Linan Yue
Publications
Bridging Efficiency and Transparency: Explainable CoT Compression in Multimodal Large Reasoning Models
Long chains of thought (Long CoTs) are widely employed in multimodal reasoning models to tackle complex tasks by capturing detailed visual information. However, these Long CoTs are often excessively lengthy and contain redundant reasoning steps, which can hinder inference efficiency. Compressing these long CoTs is a natural solution, yet existing approaches face two major challenges: (1) they may compromise the integrity of visual-textual reasoning by removing essential alignment cues, and (2) the compression process lacks explainability, making it difficult to discern which information is critical.

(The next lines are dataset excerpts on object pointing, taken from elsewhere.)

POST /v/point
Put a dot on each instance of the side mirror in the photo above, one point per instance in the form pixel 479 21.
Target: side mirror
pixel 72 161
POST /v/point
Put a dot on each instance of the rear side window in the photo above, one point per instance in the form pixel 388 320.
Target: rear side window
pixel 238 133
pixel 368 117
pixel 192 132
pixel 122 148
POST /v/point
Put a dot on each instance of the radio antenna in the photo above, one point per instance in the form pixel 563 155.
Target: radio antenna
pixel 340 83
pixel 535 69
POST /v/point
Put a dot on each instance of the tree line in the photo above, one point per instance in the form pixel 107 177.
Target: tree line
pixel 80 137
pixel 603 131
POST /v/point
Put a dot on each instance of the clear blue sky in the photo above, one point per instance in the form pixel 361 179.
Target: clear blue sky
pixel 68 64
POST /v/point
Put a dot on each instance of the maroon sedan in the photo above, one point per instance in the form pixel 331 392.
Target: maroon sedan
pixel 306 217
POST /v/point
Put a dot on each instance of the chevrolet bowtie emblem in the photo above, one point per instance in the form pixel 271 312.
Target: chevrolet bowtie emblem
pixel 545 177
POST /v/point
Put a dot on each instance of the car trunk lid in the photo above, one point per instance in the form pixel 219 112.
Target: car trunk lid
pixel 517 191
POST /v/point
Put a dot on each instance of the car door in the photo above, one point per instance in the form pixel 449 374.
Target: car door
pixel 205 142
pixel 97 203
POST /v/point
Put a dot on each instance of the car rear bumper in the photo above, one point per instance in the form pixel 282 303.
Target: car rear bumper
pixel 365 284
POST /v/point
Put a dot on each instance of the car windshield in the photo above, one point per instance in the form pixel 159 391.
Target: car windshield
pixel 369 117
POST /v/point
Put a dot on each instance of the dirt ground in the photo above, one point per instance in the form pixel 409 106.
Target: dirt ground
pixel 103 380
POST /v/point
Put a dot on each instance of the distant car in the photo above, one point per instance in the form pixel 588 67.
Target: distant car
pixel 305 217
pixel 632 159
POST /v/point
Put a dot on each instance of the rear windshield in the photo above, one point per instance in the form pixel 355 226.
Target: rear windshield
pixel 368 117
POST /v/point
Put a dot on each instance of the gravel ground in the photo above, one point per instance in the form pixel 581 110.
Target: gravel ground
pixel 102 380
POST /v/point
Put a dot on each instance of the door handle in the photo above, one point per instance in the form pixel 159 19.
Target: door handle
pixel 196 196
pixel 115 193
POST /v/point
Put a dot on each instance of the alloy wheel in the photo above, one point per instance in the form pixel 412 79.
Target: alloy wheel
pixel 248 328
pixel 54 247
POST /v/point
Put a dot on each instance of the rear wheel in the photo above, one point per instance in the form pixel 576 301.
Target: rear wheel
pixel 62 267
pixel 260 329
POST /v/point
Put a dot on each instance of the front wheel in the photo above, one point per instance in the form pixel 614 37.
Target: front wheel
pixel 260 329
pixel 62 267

To address these problems, we propose XMCC, an eXplainable Multimodal CoT Compressor that formulates compression as a sequential decision-making process optimized via reinforcement learning. XMCC can effectively shorten reasoning trajectories while preserving key reasoning steps and answer correctness, and simultaneously generates natural-language explanations for its compression decisions. Extensive experiments on representative multimodal reasoning benchmarks demonstrate that XMCC not only reduces reasoning length but also provides explainable explanations, validating its effectiveness.

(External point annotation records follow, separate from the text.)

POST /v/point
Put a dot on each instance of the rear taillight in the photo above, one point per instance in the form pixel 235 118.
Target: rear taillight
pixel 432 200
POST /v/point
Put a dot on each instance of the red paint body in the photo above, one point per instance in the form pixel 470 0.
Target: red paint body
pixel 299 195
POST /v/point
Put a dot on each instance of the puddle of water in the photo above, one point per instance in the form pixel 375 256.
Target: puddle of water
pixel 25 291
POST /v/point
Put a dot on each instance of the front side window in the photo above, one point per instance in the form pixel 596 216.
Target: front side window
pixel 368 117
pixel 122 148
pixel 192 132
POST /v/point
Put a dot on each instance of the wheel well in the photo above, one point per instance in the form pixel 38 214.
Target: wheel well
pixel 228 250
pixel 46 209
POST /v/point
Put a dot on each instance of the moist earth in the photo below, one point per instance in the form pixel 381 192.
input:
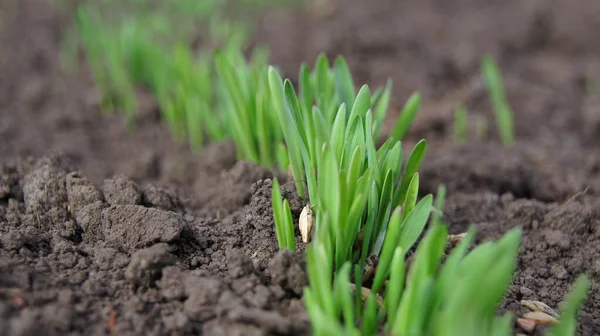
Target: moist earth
pixel 106 229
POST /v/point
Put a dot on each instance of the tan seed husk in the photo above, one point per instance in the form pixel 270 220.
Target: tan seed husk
pixel 540 307
pixel 540 317
pixel 455 239
pixel 306 223
pixel 527 325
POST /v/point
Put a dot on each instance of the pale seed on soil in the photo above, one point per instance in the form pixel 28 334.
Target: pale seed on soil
pixel 539 307
pixel 455 239
pixel 540 317
pixel 526 325
pixel 305 223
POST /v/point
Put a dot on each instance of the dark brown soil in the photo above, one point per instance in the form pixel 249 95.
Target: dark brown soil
pixel 108 229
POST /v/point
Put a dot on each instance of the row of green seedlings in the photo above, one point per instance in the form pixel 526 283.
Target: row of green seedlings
pixel 220 95
pixel 247 104
pixel 203 96
pixel 364 207
pixel 502 110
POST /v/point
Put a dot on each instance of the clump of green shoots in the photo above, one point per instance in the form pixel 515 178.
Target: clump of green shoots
pixel 365 205
pixel 501 107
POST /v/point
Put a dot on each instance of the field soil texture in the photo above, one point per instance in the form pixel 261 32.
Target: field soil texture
pixel 106 230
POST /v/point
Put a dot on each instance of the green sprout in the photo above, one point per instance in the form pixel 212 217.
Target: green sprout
pixel 282 215
pixel 460 123
pixel 502 109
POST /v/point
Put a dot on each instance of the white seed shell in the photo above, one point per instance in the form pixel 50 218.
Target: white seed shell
pixel 527 325
pixel 540 317
pixel 305 223
pixel 540 307
pixel 456 238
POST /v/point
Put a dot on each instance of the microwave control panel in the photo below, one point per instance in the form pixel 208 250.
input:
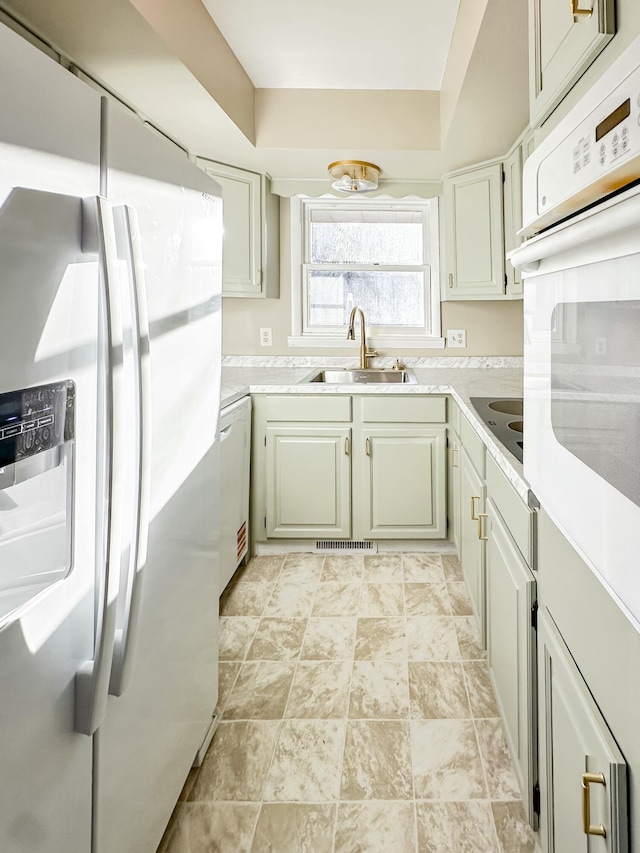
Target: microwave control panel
pixel 592 157
pixel 593 152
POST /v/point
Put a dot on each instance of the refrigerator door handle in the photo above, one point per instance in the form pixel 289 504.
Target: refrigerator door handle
pixel 128 231
pixel 92 678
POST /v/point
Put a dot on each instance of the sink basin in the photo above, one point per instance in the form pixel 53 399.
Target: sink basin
pixel 340 376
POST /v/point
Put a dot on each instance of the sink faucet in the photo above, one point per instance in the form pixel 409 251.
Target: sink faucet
pixel 351 336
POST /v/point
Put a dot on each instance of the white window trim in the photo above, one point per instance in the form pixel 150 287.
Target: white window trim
pixel 335 341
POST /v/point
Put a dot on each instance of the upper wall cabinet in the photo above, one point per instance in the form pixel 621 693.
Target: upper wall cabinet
pixel 251 247
pixel 565 37
pixel 473 233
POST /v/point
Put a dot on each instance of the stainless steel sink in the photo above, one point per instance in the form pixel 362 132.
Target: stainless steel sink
pixel 340 376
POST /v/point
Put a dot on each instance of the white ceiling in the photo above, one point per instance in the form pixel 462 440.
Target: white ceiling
pixel 339 44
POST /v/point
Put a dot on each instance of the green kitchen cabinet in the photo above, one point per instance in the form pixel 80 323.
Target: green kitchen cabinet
pixel 511 649
pixel 583 774
pixel 473 234
pixel 348 467
pixel 309 481
pixel 403 489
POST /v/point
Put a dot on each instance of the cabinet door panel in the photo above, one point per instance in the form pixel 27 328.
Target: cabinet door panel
pixel 474 242
pixel 309 474
pixel 472 549
pixel 405 483
pixel 576 740
pixel 562 47
pixel 511 648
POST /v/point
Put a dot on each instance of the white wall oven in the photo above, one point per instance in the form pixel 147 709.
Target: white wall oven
pixel 582 327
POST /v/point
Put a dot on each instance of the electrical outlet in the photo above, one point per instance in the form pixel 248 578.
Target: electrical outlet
pixel 601 346
pixel 456 337
pixel 265 338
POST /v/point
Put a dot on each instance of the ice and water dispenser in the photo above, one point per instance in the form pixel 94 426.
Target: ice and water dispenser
pixel 36 491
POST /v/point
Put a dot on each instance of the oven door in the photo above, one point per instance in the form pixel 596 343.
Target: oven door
pixel 582 386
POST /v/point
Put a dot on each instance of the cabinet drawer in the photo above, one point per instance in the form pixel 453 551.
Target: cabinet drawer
pixel 516 514
pixel 473 445
pixel 414 409
pixel 294 407
pixel 454 416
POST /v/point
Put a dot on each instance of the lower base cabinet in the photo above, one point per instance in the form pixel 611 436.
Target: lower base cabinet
pixel 349 467
pixel 511 650
pixel 472 545
pixel 583 774
pixel 309 481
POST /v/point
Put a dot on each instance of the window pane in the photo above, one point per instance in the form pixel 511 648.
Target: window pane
pixel 366 237
pixel 388 298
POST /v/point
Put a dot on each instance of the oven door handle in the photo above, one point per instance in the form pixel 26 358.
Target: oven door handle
pixel 617 217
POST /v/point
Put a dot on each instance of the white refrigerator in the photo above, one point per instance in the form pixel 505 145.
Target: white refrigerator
pixel 110 302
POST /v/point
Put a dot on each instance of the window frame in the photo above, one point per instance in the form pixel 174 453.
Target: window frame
pixel 429 336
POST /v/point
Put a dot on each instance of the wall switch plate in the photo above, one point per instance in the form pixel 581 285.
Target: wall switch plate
pixel 456 337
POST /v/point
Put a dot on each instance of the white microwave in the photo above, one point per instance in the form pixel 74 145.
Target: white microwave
pixel 582 330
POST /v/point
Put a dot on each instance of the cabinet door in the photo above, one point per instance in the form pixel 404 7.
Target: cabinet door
pixel 453 488
pixel 242 244
pixel 474 245
pixel 512 200
pixel 574 741
pixel 403 492
pixel 511 649
pixel 562 46
pixel 472 547
pixel 308 482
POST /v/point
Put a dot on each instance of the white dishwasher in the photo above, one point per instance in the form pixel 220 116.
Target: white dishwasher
pixel 235 443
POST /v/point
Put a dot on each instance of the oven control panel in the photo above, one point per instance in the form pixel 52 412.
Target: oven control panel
pixel 593 152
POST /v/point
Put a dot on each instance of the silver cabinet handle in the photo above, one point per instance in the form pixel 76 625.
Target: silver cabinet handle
pixel 588 827
pixel 580 13
pixel 474 498
pixel 481 515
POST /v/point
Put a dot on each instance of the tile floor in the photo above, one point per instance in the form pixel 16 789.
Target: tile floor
pixel 357 716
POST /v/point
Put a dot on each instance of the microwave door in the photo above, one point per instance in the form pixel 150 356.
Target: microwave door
pixel 582 388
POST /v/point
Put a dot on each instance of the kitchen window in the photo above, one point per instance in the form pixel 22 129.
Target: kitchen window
pixel 379 254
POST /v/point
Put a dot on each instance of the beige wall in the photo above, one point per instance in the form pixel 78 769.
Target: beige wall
pixel 493 328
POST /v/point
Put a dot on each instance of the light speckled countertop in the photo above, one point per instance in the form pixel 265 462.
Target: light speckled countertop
pixel 460 382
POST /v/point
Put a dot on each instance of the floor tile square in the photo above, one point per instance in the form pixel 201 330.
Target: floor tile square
pixel 427 599
pixel 307 762
pixel 213 826
pixel 422 568
pixel 329 638
pixel 377 761
pixel 237 763
pixel 375 827
pixel 452 827
pixel 437 691
pixel 320 690
pixel 379 690
pixel 277 639
pixel 381 599
pixel 260 692
pixel 381 639
pixel 432 638
pixel 446 760
pixel 293 828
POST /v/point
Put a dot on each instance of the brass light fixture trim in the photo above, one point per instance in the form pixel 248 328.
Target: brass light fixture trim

Guided by Trajectories: Repairing and Rewarding Tool-Use Trajectories for Tool-Integrated Reasoning
Tool-Integrated Reasoning (TIR) enables large language models (LLMs) to solve complex tasks by interacting with external tools, yet existing approaches depend on high-quality synthesized trajectories selected by scoring functions and sparse outcome-based rewards, providing limited and biased supervision for learning TIR. To address these challenges, in this paper, we propose AutoTraj, a two-stage framework that automatically learns TIR by repairing and rewarding tool-use trajectories. Specifically, in the supervised fine-tuning (SFT) stage, AutoTraj generates multiple candidate tool-use trajectories for each query and evaluates them along multiple dimensions. High-quality trajectories are directly retained, while low-quality ones are repaired using a LLM (i.e., LLM-as-Repairer). The resulting repaired and high-quality trajectories form a synthetic SFT dataset, while each repaired trajectory paired with its original low-quality counterpart constitutes a dataset for trajectory preference modeling. In the reinforcement learning (RL) stage, based on the preference dataset, we train a trajectory-level reward model to assess the quality of reasoning paths and combine it with outcome and format rewards, thereby explicitly guiding the optimization toward reliable TIR behaviors. Experiments on real-world benchmarks demonstrate the effectiveness of AutoTraj in TIR.